Cleriston Bulhões - Em janeiro de 1989 e abril de 1990, os Planos Econômicos Verão e Collor I, editados pelo governo, expurgaram índices que deveriam ter sidos utilizados nas correções dos saldos das contas do FGTS. Esta ação visa a correção dos saldos existentes nas contas vinculadas ao FGTS nestes períodos. Portanto, os Trabalhadores com saldo em contas ativas ou inativas do Fundo de Garantia do Tempo de Serviço (FGTS) podem exigir na Justiça a correção para o Plano Verão, referente aos saldos existentes em janeiro de 1989, que é de 42,72% e sobre o Plano Collor 1, cuja atualização monetária é de 44,80% sobre o saldo existente em abril de 1990.

Grave -  Quem pode ajuizar essa ação?

CB - Todos os trabalhadores que em janeiro de 1989 e abril de 1990 possuíam saldo na conta do FGTS e que não tenham aderido ao acordo oferecido pela Caixa Econômica Federal nem tenham sido beneficiados por ação judicial, individual ou coletiva.

Grave - Qual a documentação necessária para dar entrada na ação?

CB - Para buscar judicialmente a revisão dos planos econômicos no FGTS são necessárias as cópias da Carteira de Trabalho (apenas das páginas da foto, qualificação civil, contrato de trabalho à época dos planos e anotação da opção pelo FGTS e PIS/PASEP). Além dessas são necessárias cópias da Carteira de Identidade (RG), CPF e comprovante de residência atualizado. Para possibilitar a apresentação de uma ação líquida, ou seja, com o valor que o trabalhador tem direito de receber, é necessária a cópia do extrato analítico do FGTS da época dos Planos Verão (janeiro/1989) e Collor I (abril/1990).
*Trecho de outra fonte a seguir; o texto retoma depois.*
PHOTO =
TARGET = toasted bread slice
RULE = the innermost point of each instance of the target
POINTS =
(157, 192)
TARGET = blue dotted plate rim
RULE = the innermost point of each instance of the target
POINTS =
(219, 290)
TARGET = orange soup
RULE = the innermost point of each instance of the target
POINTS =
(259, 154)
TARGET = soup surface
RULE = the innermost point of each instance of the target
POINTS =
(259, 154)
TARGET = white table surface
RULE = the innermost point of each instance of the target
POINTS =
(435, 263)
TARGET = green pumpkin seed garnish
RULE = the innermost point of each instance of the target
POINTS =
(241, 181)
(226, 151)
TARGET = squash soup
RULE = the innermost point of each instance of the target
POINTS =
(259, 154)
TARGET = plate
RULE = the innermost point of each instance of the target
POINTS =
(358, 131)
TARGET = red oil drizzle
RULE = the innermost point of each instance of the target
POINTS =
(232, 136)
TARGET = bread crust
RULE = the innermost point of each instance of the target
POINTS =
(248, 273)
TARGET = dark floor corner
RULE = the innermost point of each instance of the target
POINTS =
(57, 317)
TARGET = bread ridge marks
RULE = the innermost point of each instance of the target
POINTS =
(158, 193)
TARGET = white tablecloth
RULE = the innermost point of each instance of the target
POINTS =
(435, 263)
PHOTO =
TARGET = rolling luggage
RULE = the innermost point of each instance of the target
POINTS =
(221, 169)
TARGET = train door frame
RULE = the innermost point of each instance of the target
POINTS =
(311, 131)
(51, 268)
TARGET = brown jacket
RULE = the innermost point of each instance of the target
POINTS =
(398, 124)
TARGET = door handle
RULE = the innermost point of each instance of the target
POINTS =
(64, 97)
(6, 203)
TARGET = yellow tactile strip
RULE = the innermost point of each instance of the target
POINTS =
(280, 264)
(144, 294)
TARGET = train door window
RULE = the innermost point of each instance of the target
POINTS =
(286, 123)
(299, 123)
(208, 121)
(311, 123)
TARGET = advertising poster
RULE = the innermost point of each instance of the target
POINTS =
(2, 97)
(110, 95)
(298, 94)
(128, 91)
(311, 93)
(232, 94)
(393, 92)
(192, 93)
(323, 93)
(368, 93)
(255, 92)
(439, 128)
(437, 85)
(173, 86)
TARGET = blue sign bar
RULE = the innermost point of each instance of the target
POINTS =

Grave -  Qual o prazo para a entrega de documentação?

CB - O prazo para ajuizamento da ação para reaver as diferenças dos índices de correção expurgados do FGTS pelo Plano Verão expira em janeiro de 2019. Entretanto, como em 19 de dezembro inicia-se o recesso forense, convém não deixar para a última hora, correndo o risco de perder o prazo.
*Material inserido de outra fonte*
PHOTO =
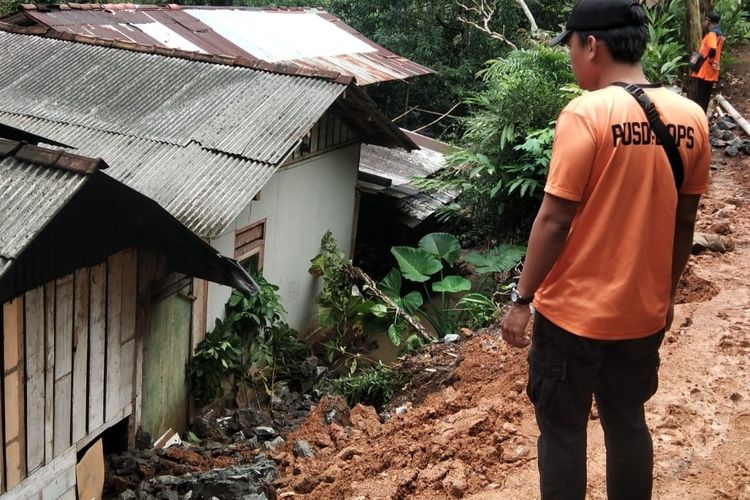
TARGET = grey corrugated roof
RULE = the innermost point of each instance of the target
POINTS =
(29, 197)
(201, 139)
(399, 168)
(235, 110)
(203, 189)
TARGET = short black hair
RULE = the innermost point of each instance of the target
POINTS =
(626, 44)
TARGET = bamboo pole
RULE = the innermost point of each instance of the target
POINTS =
(372, 288)
(736, 116)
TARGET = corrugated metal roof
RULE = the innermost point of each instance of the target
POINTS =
(233, 110)
(203, 189)
(201, 139)
(400, 166)
(397, 168)
(307, 37)
(30, 197)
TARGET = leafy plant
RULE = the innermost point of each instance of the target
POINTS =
(502, 163)
(664, 59)
(436, 253)
(252, 345)
(374, 386)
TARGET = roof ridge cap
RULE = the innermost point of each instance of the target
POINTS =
(237, 61)
(48, 157)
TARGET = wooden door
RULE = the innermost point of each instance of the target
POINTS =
(166, 351)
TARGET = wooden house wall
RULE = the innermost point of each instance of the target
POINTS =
(72, 344)
(328, 133)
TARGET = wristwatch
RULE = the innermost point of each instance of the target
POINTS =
(517, 298)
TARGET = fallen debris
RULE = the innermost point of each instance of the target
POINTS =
(736, 116)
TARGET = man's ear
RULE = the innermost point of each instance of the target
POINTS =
(592, 47)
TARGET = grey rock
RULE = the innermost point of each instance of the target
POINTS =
(245, 420)
(253, 442)
(166, 480)
(302, 449)
(451, 338)
(712, 242)
(726, 123)
(275, 444)
(330, 416)
(143, 440)
(168, 495)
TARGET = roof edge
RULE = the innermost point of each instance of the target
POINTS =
(52, 158)
(243, 62)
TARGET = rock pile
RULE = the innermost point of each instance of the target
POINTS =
(726, 134)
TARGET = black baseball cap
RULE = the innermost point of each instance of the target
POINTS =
(597, 15)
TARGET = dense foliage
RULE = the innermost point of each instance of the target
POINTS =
(253, 346)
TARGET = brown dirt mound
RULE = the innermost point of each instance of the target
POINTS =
(693, 288)
(463, 438)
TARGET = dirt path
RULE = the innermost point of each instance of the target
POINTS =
(475, 436)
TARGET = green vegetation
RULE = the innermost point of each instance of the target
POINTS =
(374, 386)
(506, 145)
(252, 347)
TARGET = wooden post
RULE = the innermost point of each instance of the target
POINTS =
(64, 300)
(736, 116)
(49, 372)
(80, 353)
(97, 342)
(13, 392)
(112, 403)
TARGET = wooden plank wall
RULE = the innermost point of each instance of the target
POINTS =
(73, 343)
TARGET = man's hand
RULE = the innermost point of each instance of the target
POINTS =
(513, 325)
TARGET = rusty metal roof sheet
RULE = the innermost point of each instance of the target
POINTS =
(309, 38)
(201, 139)
(30, 196)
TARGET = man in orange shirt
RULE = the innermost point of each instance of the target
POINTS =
(708, 74)
(605, 253)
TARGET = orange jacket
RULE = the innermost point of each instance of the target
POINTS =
(712, 43)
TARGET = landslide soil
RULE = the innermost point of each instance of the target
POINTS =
(474, 435)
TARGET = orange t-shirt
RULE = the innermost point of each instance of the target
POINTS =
(613, 277)
(707, 71)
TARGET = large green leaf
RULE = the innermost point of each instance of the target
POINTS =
(443, 246)
(475, 300)
(497, 260)
(452, 284)
(379, 310)
(416, 264)
(391, 284)
(411, 302)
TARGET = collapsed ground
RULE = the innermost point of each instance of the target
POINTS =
(464, 427)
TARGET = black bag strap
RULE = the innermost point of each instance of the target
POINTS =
(660, 130)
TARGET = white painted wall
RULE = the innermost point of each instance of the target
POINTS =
(300, 203)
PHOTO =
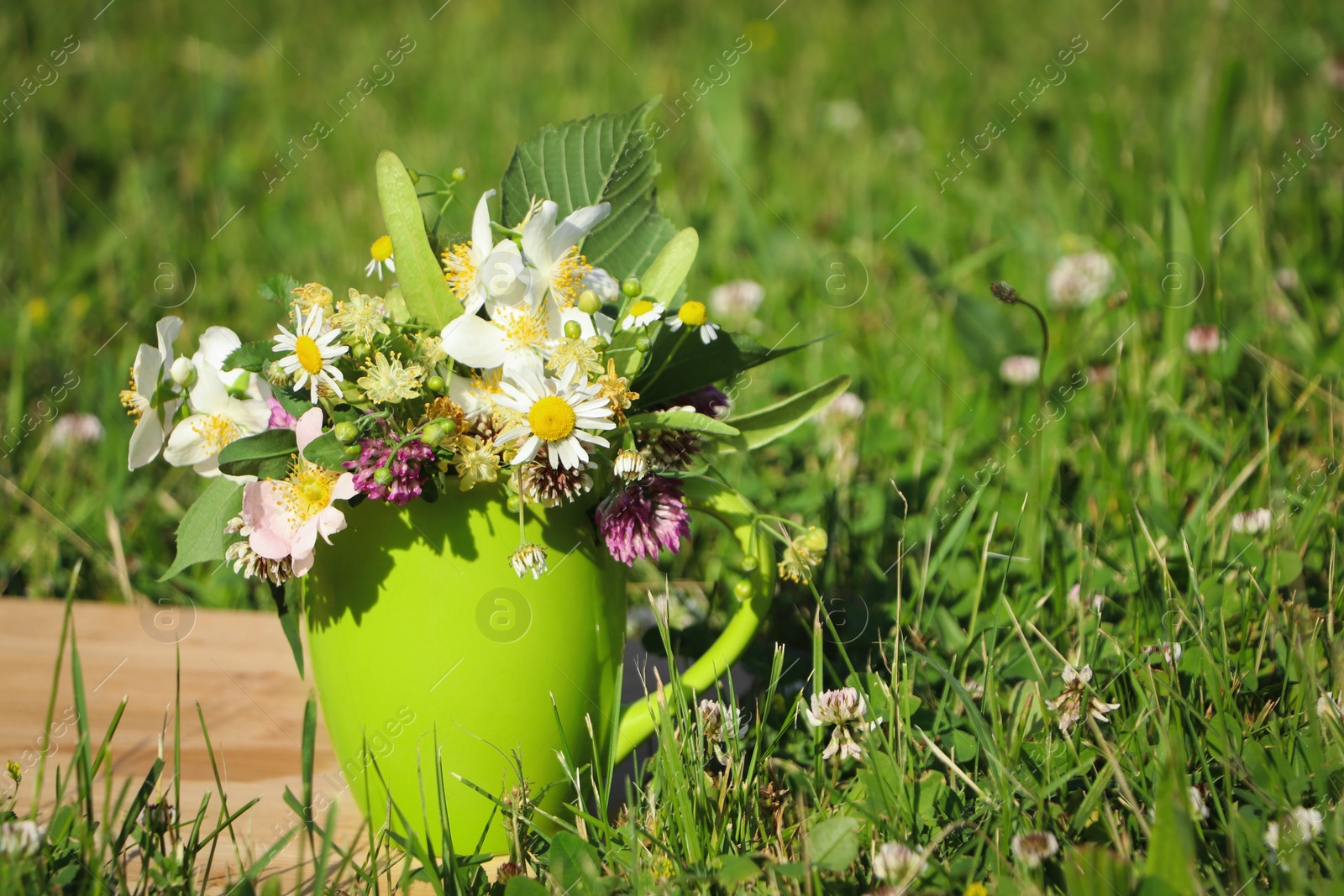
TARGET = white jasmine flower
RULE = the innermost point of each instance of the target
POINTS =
(692, 313)
(642, 313)
(154, 418)
(737, 300)
(481, 268)
(846, 710)
(1035, 848)
(558, 414)
(382, 257)
(1253, 521)
(217, 418)
(895, 862)
(1021, 369)
(553, 250)
(312, 354)
(1079, 280)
Grave - Onde será recebida a documentação?

CB - O trabalhador deve procurar o seu advogado de confiança para ajuizar a sua ação. Nosso escritório presta assessoria jurídica ao Sindiquímica desde 2001 e há muitos anos acompanha ações dos trabalhadores da base do sindicato, inclusive com buscando a revisão dos Planos Econômicos do FGTS. O trabalhador só precisa agendar um horário para ser atendido por um profissional e entregar a documentação necessária. No sindicato temos plantão jurídico  às terças-feiras às 10h e quartas-feiras às 14h. Caso o trabalhador prefira tirar dúvidas pelo telefone, pode ligar para o número 3341-5530

Grave - Com quanto tempo conclui essa ação?
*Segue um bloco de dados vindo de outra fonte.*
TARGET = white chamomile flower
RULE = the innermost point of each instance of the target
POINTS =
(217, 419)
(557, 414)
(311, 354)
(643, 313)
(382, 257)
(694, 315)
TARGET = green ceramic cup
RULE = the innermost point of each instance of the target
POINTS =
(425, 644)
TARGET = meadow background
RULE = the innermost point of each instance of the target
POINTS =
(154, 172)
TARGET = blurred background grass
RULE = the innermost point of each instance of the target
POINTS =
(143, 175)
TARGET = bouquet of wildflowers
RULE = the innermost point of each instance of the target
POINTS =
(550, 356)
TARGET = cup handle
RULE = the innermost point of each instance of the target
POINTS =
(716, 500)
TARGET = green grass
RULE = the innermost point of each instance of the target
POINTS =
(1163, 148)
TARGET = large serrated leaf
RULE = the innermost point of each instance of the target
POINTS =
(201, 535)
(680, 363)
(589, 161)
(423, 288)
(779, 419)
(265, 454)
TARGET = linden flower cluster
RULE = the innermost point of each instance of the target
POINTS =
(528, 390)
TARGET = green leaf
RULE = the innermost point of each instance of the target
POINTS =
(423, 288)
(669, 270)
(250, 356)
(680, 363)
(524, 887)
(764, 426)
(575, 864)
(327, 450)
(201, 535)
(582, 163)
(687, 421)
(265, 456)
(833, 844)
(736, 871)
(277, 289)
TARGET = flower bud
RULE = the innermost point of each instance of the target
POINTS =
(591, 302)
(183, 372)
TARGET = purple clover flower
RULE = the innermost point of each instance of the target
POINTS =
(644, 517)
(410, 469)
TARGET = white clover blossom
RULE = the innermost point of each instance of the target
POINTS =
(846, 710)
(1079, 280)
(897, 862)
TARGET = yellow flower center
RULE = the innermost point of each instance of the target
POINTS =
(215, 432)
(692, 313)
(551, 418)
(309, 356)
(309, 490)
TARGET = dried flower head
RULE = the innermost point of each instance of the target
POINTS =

CB - Quando se trata de ação judicial é impossível estipular um prazo certo. O que podemos afirmar é que depois que os Tribunais Superiores pacificaram a matéria é muito rara a apresentação de recurso para tais instâncias, o que deixou as ações muito mais céleres. A maioria das ações sobre essa matéria ajuizadas nos últimos anos demorou poucos meses para efetivar o credito dos trabalhadores.